O governo dos EUA acusa o presidente venezuelano Nicolás Maduro de liderar o “Cartel de los Soles”, uma organização criminosa responsável pelo tráfico de drogas. Além disso, foi oferecida uma recompensa de US$ 50 milhões por informações que levem à captura de Maduro.
Em resposta, Maduro classificou a movimentação como uma tentativa ilegal de mudança de regime e anunciou a mobilização de 4,5 milhões de milicianos para defender o país. Ele afirmou que as milícias estão “preparadas, ativas e armadas” para garantir a soberania nacional.

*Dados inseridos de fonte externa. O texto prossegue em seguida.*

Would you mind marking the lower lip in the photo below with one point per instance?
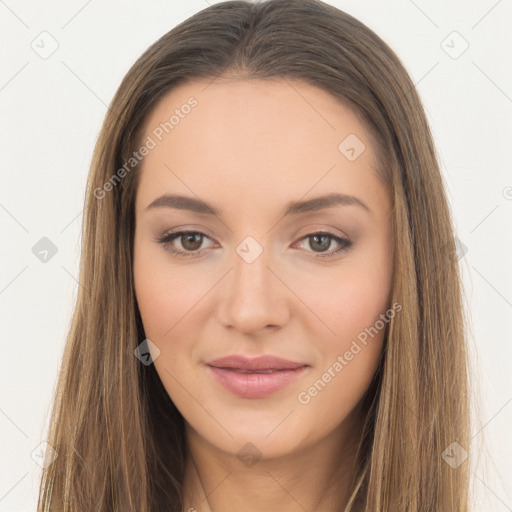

Analistas militares sugerem que a presença dos destróieres norte-americanos visa mais uma demonstração de força do que uma preparação para um confronto direto. A operação também inclui o uso de aviões de patrulha P-8 e um submarino de ataque, com duração prevista de vários meses.
A movimentação ocorre em um contexto de crescente tensão entre os dois países, com os EUA acusando Maduro de liderar o “Cartel de los Soles”, uma organização criminosa responsável pelo tráfico de drogas. Em fevereiro de 2025, os EUA designaram o grupo venezuelano Tren de Aragua como uma organização terrorista global, intensificando as pressões sobre o governo de Caracas.
A situação gera preocupações sobre a estabilidade regional e possíveis repercussões para a segurança e a economia da América Latina.